Steve, I just had kind of a follow-up on the commentary that you have around the June with the utilization levels, et cetera, that you're bringing down. And I'm wondering why you're giving us an outlook to June on the factory loadings. Is that because you have visibility out to June? Or is it because you're being conservative at this point given what you're seeing out there? If you could just kind of give us a little detail around the reasoning for giving us that detail.

Steve Sanghi

The reasoning for giving you that detail is I need to give some finality to the employees. I can't just put them on a rotating time off and really not have them know what does it mean, when does it end. At some point in time, people want some predictability in their life on how many hours I'm working as a full-time job. If it's forever, then they should go try to find a full-time job. If it is for a short period of time, these are long-term committed Microchip employees, they'll make their sacrifice and go along with it. So when we model it without a lot of revenue growth, we correct the inventory problem by the end of June. And with distribution building inventory and having more reasonable growth on the revenue, the time period could cut short. So that's what I'm telling the employees, that we expect this RTO, rotating time off, to go through about June, and that's what I'm telling you.

Ruben Roy - Mizuho Securities USA Inc., Research Division

Great. Okay. Well, that makes a lot of sense. And just a quick follow-up on the -- around OpEx. If we do assume sort of a flattish revenue growth environment over the next several quarters and you're running at around 30.5% to 31% non-GAAP OpEx as a percentage of revenues, the integration efforts that you're talking about completing in Q1, around the Q1 time frame, will those create a step function down towards your longer-term goal of 27.5% of revenues? Or is it going to take more time to bring OpEx down to that type of level, again, assuming sort of a flattish revenue environment?

Steve Sanghi

Yes, the 27.5% is not achievable with flat revenue from here, and I think if that's what you model, it probably would be just way too conservative. I -- this is -- with just the inventory being that low in this environment, it's pretty much at the bottom here. So if you assume flat revenue, and you said for several quarters and you probably are modeling it way, way too conservative, there will be revenue growth because without the revenue growth, you can't get to our model. The other thing is if the revenue doesn't grow in your model, then even if I bring the inventory down, I cannot still run full production. Then I still don't get the full gross margin recovery. So there has to be some business recovery either through new products or the number of new products we are launching. Ganesh talked about a couple of product lines in the analog group, similarly, we have in the microcontroller group, revenue coming from some of the synergy realized with SMSC. We absolutely will grow revenue next year.

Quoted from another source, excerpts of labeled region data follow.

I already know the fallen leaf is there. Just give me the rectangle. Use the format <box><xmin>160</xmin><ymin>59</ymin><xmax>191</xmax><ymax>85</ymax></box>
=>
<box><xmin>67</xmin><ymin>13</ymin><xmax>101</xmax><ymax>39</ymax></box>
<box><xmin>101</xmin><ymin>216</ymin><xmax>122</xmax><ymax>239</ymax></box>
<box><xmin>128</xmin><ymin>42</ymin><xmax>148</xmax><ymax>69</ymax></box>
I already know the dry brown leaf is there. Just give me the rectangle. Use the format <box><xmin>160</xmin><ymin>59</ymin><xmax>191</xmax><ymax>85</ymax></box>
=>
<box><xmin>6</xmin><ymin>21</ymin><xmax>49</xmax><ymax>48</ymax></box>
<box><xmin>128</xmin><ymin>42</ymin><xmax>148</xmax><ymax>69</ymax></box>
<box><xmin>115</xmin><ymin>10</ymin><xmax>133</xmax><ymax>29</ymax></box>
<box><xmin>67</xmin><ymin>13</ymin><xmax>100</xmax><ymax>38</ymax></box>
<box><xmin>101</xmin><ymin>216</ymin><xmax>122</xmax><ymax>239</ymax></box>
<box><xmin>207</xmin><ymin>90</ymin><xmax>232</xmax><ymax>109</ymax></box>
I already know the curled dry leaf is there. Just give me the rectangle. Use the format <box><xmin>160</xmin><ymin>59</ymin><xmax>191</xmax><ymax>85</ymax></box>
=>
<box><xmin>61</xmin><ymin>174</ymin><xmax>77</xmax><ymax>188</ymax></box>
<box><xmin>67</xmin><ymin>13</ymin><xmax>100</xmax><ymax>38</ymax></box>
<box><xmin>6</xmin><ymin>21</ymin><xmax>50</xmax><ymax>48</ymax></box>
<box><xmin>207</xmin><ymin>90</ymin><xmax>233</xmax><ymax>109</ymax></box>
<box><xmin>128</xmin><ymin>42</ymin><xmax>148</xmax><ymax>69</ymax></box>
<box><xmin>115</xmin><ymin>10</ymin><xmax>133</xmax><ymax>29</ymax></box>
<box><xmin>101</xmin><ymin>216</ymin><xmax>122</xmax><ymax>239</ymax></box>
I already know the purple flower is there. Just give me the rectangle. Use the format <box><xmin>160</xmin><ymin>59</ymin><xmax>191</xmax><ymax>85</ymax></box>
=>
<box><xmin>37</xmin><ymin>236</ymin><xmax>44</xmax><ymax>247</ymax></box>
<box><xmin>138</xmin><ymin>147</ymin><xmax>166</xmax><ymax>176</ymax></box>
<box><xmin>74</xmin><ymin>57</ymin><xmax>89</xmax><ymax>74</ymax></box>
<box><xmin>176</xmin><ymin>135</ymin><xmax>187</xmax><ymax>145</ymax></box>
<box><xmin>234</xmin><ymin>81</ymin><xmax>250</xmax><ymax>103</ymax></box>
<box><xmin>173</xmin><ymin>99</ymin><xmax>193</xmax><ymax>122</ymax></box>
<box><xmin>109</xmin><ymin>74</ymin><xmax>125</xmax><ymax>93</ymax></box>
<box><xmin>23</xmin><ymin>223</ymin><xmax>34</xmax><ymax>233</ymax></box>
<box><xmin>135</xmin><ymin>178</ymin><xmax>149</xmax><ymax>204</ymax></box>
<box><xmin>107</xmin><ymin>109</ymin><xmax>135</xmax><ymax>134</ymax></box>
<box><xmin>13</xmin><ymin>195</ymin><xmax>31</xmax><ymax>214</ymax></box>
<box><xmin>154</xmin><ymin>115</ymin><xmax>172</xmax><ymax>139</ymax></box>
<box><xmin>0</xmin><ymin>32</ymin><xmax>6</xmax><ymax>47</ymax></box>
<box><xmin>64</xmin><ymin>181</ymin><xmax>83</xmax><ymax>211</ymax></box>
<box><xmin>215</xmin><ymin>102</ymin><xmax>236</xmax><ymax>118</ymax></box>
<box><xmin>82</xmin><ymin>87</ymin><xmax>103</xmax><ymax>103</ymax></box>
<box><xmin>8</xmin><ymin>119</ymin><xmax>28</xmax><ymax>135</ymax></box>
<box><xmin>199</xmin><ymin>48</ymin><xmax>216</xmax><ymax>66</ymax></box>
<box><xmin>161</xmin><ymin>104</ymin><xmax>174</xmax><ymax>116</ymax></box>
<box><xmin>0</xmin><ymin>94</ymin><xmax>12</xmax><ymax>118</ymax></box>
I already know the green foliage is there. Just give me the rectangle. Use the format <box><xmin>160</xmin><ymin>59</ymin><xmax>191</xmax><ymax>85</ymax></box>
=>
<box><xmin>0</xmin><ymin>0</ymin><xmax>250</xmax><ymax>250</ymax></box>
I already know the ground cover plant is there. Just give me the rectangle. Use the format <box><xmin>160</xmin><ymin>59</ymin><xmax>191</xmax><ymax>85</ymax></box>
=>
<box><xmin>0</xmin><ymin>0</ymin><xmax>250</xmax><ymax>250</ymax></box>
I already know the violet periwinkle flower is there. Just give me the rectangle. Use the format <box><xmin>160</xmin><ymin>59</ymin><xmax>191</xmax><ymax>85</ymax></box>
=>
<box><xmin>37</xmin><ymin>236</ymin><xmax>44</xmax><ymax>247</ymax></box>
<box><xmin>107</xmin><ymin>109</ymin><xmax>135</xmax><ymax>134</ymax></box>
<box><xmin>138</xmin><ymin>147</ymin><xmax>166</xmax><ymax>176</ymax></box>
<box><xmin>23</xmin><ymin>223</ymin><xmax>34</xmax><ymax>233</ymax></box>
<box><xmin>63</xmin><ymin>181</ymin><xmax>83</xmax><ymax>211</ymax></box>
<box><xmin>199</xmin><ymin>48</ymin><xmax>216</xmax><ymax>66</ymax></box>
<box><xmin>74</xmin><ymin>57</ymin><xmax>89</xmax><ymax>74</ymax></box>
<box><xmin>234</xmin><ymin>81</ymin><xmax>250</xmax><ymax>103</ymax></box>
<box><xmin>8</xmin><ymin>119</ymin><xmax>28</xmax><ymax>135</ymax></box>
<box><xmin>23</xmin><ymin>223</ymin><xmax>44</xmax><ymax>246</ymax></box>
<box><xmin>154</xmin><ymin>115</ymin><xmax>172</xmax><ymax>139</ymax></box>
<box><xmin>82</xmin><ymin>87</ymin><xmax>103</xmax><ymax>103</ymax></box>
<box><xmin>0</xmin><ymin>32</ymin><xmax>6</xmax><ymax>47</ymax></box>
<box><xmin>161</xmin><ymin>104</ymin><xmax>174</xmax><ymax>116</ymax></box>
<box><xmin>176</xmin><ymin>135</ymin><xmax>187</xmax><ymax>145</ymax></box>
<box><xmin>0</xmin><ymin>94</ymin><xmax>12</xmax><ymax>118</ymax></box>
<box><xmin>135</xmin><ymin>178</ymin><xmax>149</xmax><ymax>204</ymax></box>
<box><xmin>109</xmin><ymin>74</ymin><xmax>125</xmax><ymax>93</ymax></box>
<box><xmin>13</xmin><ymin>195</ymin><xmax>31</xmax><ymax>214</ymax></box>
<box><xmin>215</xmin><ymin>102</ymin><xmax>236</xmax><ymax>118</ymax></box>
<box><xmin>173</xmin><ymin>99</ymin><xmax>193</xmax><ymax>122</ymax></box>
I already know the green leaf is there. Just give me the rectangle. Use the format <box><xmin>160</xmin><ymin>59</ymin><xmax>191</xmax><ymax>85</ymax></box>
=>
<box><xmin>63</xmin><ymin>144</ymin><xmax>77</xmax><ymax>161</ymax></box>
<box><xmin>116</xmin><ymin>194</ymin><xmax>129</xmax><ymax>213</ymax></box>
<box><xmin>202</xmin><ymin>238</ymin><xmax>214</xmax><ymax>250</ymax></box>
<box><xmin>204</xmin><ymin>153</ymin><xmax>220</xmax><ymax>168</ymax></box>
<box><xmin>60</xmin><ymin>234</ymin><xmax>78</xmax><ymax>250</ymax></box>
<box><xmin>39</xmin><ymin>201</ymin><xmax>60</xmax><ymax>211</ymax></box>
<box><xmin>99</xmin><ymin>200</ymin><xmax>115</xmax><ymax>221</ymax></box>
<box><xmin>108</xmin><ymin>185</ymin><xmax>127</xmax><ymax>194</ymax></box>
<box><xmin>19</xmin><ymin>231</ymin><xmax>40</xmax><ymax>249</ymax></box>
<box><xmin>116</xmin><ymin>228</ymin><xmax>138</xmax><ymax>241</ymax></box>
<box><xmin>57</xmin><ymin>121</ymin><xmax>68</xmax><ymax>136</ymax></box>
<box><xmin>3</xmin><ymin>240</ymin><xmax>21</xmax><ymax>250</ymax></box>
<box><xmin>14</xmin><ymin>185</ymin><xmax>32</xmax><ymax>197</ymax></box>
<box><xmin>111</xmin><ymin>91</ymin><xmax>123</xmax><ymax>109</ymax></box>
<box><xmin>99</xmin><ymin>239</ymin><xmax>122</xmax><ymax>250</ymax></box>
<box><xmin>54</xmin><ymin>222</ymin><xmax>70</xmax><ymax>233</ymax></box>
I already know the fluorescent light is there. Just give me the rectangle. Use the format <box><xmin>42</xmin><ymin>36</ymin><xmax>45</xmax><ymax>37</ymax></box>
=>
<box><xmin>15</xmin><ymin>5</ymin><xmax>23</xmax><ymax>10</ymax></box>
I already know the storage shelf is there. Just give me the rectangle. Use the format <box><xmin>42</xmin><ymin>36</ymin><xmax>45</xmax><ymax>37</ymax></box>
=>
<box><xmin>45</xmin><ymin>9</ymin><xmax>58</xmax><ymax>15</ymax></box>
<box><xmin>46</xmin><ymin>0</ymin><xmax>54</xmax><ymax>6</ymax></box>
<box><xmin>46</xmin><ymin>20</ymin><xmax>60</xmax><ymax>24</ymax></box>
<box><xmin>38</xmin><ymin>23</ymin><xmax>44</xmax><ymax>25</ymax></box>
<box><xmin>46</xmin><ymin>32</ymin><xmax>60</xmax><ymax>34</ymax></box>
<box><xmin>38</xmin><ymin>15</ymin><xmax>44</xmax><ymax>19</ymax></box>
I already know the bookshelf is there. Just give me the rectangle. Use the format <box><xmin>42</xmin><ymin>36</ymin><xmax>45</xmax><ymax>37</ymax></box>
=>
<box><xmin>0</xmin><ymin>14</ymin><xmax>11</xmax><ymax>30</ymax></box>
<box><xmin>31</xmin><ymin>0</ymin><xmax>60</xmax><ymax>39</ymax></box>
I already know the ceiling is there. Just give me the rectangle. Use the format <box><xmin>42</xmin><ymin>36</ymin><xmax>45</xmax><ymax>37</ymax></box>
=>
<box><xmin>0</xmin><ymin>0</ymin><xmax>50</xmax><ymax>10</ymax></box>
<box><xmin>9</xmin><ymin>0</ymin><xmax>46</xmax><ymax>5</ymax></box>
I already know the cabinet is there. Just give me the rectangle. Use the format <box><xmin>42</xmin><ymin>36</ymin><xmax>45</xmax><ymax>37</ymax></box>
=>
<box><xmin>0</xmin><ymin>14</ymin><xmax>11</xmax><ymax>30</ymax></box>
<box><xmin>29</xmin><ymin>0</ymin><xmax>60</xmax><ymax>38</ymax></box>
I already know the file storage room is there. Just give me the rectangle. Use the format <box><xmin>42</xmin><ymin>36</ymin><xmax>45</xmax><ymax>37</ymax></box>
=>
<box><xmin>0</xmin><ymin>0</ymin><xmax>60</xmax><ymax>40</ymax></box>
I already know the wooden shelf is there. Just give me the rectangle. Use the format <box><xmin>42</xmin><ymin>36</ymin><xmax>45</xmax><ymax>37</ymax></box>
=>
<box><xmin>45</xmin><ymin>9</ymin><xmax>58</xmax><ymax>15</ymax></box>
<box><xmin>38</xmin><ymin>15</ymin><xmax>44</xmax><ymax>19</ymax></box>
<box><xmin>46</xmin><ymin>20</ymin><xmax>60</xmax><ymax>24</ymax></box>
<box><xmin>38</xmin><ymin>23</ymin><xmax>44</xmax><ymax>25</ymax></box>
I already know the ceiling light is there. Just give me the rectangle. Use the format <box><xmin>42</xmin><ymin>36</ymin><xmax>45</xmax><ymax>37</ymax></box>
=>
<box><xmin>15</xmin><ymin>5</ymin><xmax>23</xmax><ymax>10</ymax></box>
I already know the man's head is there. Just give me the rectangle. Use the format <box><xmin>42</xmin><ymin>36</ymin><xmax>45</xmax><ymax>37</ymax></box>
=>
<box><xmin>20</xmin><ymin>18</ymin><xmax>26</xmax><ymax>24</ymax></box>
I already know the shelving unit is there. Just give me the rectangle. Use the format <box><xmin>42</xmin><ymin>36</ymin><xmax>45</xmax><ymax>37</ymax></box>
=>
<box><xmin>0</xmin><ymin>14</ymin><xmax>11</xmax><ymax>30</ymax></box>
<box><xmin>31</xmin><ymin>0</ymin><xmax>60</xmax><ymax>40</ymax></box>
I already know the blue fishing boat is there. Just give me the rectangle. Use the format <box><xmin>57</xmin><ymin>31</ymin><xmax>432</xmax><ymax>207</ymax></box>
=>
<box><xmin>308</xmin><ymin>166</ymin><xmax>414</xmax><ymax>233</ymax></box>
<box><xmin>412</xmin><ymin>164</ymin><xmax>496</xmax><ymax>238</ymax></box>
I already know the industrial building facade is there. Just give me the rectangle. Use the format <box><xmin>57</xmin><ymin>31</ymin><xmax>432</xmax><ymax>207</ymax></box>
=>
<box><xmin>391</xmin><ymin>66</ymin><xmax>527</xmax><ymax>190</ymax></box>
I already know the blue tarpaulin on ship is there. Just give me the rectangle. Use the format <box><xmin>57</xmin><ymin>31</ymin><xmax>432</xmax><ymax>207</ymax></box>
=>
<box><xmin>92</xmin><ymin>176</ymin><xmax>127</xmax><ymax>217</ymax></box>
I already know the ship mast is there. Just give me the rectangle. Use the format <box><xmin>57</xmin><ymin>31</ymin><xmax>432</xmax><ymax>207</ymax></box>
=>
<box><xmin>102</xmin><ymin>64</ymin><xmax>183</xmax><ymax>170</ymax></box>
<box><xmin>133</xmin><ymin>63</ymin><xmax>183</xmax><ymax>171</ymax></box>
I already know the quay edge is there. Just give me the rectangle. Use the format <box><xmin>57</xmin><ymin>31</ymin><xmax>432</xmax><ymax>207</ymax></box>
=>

Ruben Roy - Mizuho Securities USA Inc., Research Division

Right. I apologize, Steve. I was just kind of -- I guess I drew a wrong conclusion on your commentary around the rotating work schedules out to June and what you had said around the flattish revenue environment driving that. So, I mean, you answered the first -- during the first part of the question, so my mistake.

Operator

And ladies and gentlemen, that does conclude our question-and-answer session. I'd now like to turn the call back over to Steve Sanghi for any additional or closing remarks.

Steve Sanghi

Well, we want to thank you, everybody, for attending this conference call. Some of the Microchip management will be on the roadshow attending some of the conferences. So we'll see you on the conference circuit, and we'll talk to you again in the next conference call. Thank you.

Operator

And, ladies and gentlemen, once again, that does conclude today's call. We do appreciate everyone's participation.